Neuroscience is being propelled into the information age as the volume of information explodes, demanding organization and synthesis. Novel synthesis approaches are opening up a new dimension for the exploration of the components of brain elements and systems and the vast number of variables that underlie their functions. Neural data is highly heterogeneous with complex inter-relations across multiple levels, driving the need for innovative organizing and synthesizing approaches from genes to cognition, and covering a range of species and disease states.

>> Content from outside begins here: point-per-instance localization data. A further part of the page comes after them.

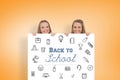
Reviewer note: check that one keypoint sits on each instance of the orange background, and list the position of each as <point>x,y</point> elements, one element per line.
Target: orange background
<point>20,17</point>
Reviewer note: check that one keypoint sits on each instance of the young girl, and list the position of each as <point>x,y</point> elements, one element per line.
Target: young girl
<point>78,26</point>
<point>44,27</point>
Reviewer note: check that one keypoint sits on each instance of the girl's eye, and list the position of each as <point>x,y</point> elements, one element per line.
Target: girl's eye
<point>42,27</point>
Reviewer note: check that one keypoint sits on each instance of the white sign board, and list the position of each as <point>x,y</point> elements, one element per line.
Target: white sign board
<point>61,57</point>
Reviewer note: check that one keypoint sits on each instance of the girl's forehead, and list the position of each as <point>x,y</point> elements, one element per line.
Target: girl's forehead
<point>77,23</point>
<point>44,24</point>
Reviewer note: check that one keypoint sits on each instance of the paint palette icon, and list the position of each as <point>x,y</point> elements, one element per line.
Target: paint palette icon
<point>61,57</point>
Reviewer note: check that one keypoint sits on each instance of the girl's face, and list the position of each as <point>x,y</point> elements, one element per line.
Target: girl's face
<point>44,27</point>
<point>77,28</point>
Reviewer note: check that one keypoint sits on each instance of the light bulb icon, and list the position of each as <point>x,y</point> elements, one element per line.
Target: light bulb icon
<point>60,38</point>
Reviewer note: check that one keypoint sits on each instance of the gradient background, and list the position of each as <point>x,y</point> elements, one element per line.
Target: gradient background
<point>20,17</point>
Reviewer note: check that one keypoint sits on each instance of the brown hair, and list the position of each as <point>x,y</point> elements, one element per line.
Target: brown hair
<point>39,30</point>
<point>81,22</point>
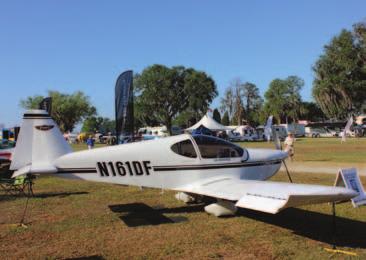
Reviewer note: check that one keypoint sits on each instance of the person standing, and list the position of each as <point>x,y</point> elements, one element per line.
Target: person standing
<point>289,145</point>
<point>90,142</point>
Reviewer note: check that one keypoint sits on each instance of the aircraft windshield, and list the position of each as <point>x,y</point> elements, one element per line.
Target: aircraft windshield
<point>184,148</point>
<point>211,147</point>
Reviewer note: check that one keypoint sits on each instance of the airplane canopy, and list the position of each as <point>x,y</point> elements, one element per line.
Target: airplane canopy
<point>209,123</point>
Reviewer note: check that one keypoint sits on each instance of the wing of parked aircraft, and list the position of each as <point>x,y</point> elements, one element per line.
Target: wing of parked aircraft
<point>266,196</point>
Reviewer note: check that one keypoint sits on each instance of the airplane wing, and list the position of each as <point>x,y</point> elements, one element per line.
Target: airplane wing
<point>267,196</point>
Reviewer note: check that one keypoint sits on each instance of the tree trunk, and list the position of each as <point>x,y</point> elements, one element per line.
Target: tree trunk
<point>168,124</point>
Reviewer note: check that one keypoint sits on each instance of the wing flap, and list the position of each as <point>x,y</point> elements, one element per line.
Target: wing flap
<point>266,196</point>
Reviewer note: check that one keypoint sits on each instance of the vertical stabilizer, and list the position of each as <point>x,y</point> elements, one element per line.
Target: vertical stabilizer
<point>39,143</point>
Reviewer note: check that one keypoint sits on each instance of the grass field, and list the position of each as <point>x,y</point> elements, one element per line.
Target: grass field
<point>70,219</point>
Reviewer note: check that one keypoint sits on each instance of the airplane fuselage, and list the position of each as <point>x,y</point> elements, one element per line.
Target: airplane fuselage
<point>158,164</point>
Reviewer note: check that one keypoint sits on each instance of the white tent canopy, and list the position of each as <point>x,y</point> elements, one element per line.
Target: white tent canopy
<point>209,123</point>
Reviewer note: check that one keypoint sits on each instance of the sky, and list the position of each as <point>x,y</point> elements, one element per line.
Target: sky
<point>84,45</point>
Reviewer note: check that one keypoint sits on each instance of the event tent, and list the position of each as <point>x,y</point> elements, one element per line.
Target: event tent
<point>209,123</point>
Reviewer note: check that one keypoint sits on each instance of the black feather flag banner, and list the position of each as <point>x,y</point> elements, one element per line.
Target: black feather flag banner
<point>124,105</point>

Frontiers in Neuroinformatics therefore welcomes submissions on existing neuroscience databases, development of data and knowledge bases for all levels of neuroscience, applications and technologies that can facilitate data sharing (interoperability, formats, terminologies, and ontologies), and novel tools for data acquisition, analyses, visualization, and dissemination of nervous system data. Our journal welcomes submissions on new tools (software and hardware) that support brain modeling, and the merging of neuroscience databases with brain models used for simulation and visualization.